C.                            Dans ses observations sur le recours, l’ORCT conclut à son rejet.

C O N S I D E R A N T

en droit

1.                            Interjeté dans les formes et délai légaux, le recours est recevable.

2.                            a) En vertu de l'article 8 al. 1 let. f LACI, l'assuré n’a droit à l’indemnité de chômage que s’il est apte au placement. Aux termes de l'article 15 al. 1 LACI, est réputé apte à être placé le chômeur qui est disposé à accepter un travail convenable et à participer à des mesures d'intégration et qui est en mesure et en droit de le faire. L'aptitude au placement comprend ainsi deux éléments : la capacité de travail, d'une part, c'est-à-dire la faculté de fournir un travail – plus précisément d'exercer une activité lucrative salariée – sans que l'assuré en soit empêché pour des causes inhérentes à sa personne, et d'autre part la disposition à accepter un travail convenable au sens de l'article 16 LACI, ce qui implique non seulement la volonté de prendre un tel travail s'il se présente, mais aussi une disponibilité suffisante quant au temps que l'assuré peut consacrer à un emploi et quant au nombre des employeurs potentiels (ATF 125 V 51 cons. 6a). Est notamment réputé inapte au placement l’assuré qui n’a pas l’intention ou qui n’est pas à même d’exercer une activité salariée, parce qu’il a entrepris – ou envisage d’entreprendre – une activité lucrative indépendante, cela pour autant qu’il ne puisse plus être placé comme salarié ou qu’il ne désire pas ou ne puisse pas offrir à un employeur toute la disponibilité normalement exigible. L’aptitude au placement doit par ailleurs être admise avec beaucoup de retenue lorsque, en raison de l’existence d’autres obligations ou de circonstances personnelles particulières, un assuré désire seulement exercer une activité lucrative à des heures déterminées de la journée ou de la semaine. Un chômeur doit être en effet considéré comme inapte au placement lorsqu’une trop grande limitation dans le choix des postes de travail rend très incertain la possibilité de trouver un emploi (ATF 112 V 326 cons. 1a).

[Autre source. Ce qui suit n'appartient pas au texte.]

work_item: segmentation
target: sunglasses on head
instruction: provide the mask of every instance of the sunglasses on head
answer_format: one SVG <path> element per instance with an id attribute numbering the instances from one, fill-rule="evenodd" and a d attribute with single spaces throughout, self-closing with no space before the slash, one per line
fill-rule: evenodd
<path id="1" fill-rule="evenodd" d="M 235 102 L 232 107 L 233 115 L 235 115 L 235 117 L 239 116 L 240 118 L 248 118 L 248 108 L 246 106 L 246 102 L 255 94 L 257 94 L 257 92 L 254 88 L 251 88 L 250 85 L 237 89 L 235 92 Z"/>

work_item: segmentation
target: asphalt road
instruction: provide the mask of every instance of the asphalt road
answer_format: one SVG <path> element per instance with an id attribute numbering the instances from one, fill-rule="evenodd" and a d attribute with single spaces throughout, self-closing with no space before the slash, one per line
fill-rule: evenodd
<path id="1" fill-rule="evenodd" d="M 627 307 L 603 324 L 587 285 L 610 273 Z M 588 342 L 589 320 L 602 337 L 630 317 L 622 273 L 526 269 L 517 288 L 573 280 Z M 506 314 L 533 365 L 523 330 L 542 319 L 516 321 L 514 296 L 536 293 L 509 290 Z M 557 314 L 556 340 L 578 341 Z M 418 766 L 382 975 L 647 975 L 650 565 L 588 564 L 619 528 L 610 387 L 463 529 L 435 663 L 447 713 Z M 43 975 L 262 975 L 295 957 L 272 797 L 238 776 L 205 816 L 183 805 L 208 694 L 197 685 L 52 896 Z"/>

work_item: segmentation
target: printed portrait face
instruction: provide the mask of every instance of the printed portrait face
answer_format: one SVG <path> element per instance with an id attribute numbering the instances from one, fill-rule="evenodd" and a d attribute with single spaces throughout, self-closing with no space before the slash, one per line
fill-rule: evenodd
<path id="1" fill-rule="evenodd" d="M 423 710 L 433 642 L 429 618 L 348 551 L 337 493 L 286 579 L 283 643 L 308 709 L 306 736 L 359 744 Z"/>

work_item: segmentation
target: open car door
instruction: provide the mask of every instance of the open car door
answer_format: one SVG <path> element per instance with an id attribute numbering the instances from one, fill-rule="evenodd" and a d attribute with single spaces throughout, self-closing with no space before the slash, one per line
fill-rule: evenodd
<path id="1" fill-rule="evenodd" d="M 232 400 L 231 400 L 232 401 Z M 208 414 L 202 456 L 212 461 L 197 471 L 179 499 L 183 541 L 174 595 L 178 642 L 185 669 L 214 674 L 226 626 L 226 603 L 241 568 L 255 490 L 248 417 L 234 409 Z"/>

Selon la jurisprudence, l’assuré qui exerce une activité indépendante pendant son chômage n’est apte au placement que s'il peut exercer cette activité indépendante en dehors de l'horaire de travail normal. L'assuré, qui après avoir perdu son travail, exerce une activité indépendante à titre principal n'est pas apte au placement. Il en va autrement, lorsque selon les circonstances, l'activité indépendante est peu importante et qu'elle peut être exercée en dehors du temps de travail ordinaire (DTA 2009 p. 339 cons. 4.1 ; arrêt du TF du 14.11.2018 [8C_282/2018] cons. 4.2). Le degré d'engagement dans l'activité indépendante est à cet égard déterminant. Seules des activités indépendantes dont l’exercice n’exige ni investissement particulier, ni structure administrative lourde et ni engagements ou relations juridiques de longue durée peuvent être compatibles avec la condition de l’aptitude au placement. L’assuré doit être disposé à abandonner aussi rapidement que possible son activité au profit d’un emploi convenable qui s’offrirait à lui ou qui lui serait assigné par l’administration. La possibilité d’abandonner une activité indépendante pour prendre un emploi doit être effective dans un délai de quelques semaines au plus, à savoir une période de réaction ou de transition appropriée. Lorsque l’assuré n’est en mesure de prendre un emploi que pour une échéance plus lointaine, l’aptitude au placement doit être niée (Rubin, Commentaire de la loi sur l’assurance-chômage, 2014, ad art. 15, n. 46, p. 159).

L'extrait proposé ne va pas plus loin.